Demonstrating a low-cost LIG sensor
Cheng and the team set out to design, fabricate and test a flexible LIG pressure sensor.
‘Pressure sensors are very important,’ remarked Cheng. ‘We can use them not only in households and manufacturing but also on the skin surface to measure lots of signals from the human body, like the pulse. They can also be used at the human-machine interface to enhance performance of prosthetic limbs or monitor their attachment points.’
The team tested two designs. For the first, they sandwiched a thin LIG foam layer between two polyimide layers containing copper electrodes. When pressure was applied, the LIG generated electricity. The voids in the foam reduced the number of pathways for electricity to travel, making it easier to localise the pressure source, and appeared to improve sensitivity to delicate touches.
This first design, when attached to the back of the hand or the finger, detected bending and stretching hand movements – as well as the characteristic percussion, tidal and diastolic waves of the heartbeat.
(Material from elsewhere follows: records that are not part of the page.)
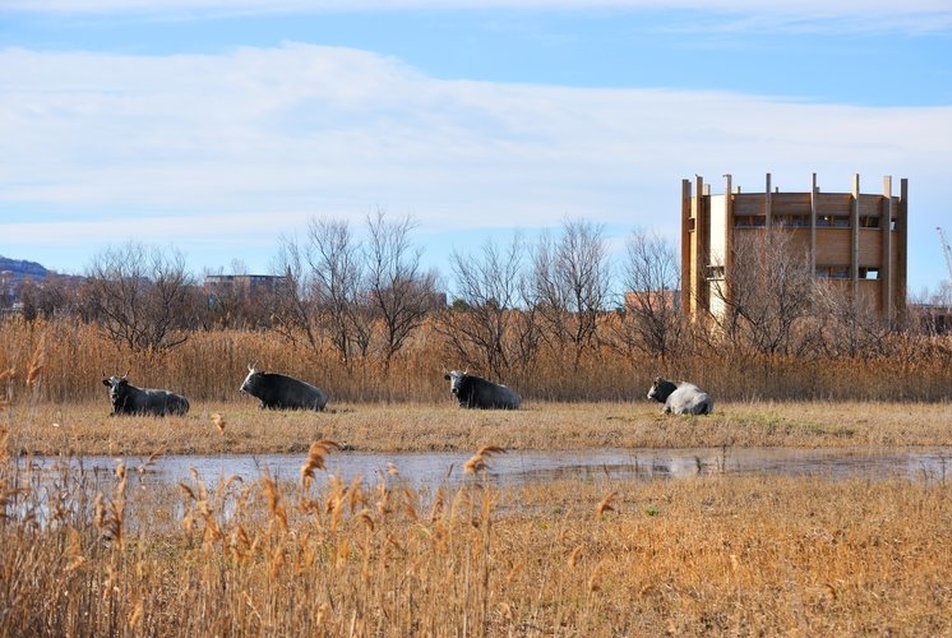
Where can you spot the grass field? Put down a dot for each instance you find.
(601, 556)
(86, 428)
(712, 555)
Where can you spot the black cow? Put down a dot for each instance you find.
(281, 392)
(128, 399)
(475, 392)
(681, 397)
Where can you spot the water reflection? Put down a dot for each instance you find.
(517, 467)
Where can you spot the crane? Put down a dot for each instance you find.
(946, 250)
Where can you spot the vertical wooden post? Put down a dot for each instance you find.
(702, 244)
(902, 228)
(854, 239)
(885, 268)
(728, 239)
(687, 290)
(813, 226)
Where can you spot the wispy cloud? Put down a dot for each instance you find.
(203, 147)
(914, 16)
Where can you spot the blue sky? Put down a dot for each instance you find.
(219, 126)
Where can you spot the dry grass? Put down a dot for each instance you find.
(713, 555)
(63, 361)
(240, 427)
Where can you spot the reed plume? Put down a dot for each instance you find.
(606, 505)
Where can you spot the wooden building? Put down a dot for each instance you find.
(855, 240)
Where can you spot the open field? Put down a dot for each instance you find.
(86, 428)
(712, 555)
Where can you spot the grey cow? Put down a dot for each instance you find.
(681, 397)
(128, 399)
(281, 392)
(475, 392)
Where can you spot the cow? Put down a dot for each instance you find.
(681, 397)
(281, 392)
(128, 399)
(475, 392)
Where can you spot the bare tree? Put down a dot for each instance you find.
(399, 291)
(487, 329)
(339, 274)
(845, 326)
(770, 293)
(650, 320)
(570, 284)
(141, 295)
(295, 312)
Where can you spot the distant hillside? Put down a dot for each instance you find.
(22, 268)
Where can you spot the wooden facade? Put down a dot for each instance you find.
(856, 240)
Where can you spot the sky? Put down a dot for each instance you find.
(220, 127)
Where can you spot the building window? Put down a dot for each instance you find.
(833, 221)
(750, 221)
(793, 221)
(833, 272)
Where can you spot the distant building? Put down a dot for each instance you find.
(243, 286)
(855, 240)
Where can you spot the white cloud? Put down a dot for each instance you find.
(913, 16)
(219, 142)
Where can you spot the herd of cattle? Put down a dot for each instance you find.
(281, 392)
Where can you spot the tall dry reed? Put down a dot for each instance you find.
(715, 555)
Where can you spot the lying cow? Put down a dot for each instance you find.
(281, 392)
(681, 397)
(475, 392)
(128, 399)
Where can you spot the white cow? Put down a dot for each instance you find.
(681, 397)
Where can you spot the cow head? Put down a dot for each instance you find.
(248, 385)
(455, 377)
(118, 388)
(661, 389)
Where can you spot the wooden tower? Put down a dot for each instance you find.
(857, 241)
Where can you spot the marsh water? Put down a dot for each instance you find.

According to Cheng, this pulse reading could be combined with an electrocardiogram reading to yield blood pressure measurements without a cuff.
In the second design, the researchers incorporated nanoparticles into the LIG foam. These tiny spheres of molybdenum disulfide, a semiconductor that can act as a conductor and an insulator, enhanced the foam’s sensitivity and resistance to physical forces. This design was also resilient to repeated use, showing nearly identical performance before and after nearly 10,000 uses.
Both designs were cost-effective and allowed for simple data acquisition, according to Cheng.
The researchers plan to continue exploring the designs as standalone devices for health monitoring or in tandem with other extant equipment.